MIAMI -- Google is one company that lives and dies in the web, so for many reasons, they need to care -- a lot -- about browser security. That was the focus of engineering lead for Chrome Security at Google, Justin Schuh's keynote speech at this year's Infiltrate 2017 conference.
There are three main reasons why Google needs to care. First, pretty much all of its revenue is funneled through the browser, "People need to feel that it's reasonably safe," Schuh said.
Securing the web browser wasn't always a paramount concern, though, even for Google. What served as a huge wake up call for them was Operation Aurora in 2009. State-sponsored hackers broke into Google, which actually caused a significant change.
Few know better than those in the security industry that change doesn't always come easily. One reason that change is slow going stems from what Schuh called, "Open source hippies. People approach things wildly differently. We believe in the web as an ecosystem, and that we can move the whole thing forward and make it a lot better."
With all that wisdom and good intention, why is browser security so tough?
"There are a lot of different things at play," said Schuh. "There are a lot of diverse platforms on Chrome, and that makes security a particularly tricky thing, so you're trying to support the same browser on a lot of different platforms. Then there's the third party code issues."

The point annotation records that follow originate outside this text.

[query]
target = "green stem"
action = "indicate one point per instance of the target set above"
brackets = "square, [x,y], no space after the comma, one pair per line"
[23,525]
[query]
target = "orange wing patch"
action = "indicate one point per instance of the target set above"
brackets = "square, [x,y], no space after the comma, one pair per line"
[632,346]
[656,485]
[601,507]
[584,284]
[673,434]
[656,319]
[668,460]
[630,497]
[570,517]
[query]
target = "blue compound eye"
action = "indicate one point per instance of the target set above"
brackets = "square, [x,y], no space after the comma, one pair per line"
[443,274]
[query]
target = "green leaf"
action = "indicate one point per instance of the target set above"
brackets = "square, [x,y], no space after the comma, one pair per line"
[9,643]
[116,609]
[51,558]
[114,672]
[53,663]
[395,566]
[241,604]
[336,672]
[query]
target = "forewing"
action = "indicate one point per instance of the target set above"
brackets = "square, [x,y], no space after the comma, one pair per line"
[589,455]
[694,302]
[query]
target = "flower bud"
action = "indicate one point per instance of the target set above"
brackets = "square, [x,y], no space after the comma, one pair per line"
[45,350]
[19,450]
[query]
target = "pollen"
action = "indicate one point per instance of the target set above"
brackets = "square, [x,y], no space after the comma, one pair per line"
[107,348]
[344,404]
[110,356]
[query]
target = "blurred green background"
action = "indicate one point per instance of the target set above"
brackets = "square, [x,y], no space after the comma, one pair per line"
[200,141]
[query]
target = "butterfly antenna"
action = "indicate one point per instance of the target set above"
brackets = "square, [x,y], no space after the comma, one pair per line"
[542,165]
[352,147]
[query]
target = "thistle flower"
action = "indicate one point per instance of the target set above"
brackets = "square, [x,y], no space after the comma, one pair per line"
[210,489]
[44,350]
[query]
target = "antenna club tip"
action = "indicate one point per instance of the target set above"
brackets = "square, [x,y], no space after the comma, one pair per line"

Not to mention the diverse constituencies that need to be catered to, from the developers and users being served to the employer goals and agendas. Security then has to figure out how that all fits together, said Schuh.
The added layer of competition on web ads, said Schuh, adds a lot of complexity. "That's a big revenue funnel, and a lot of people are competing for that funnel. The browser is just a commodity, and the cost of switching is really low, especially when most users don't understand security enough for it to influence their browser using decision."
With all of these obstacles in mind, Chrome has defined three main strategies to approaching security, which include isolation, mitigations, and anti-abuse (the phishing and downloading stuff, Schuh said).
"Sandboxing is the big thing we focus on. It's our strongest line of defense. It's the number one thing that we do, so we keep building on and refining it. Isolation is the main thing we are investing most in, which differs from other browsers," said Schuh.
In terms of mitigation, they discriminate a little more. "They have some use. If they don't add significant code complexity and performance overhead, we use them. There's been a lot of investment in Clan CFI, but with the goal of trying to build some sort of memory safe-ish inner sandbox thing."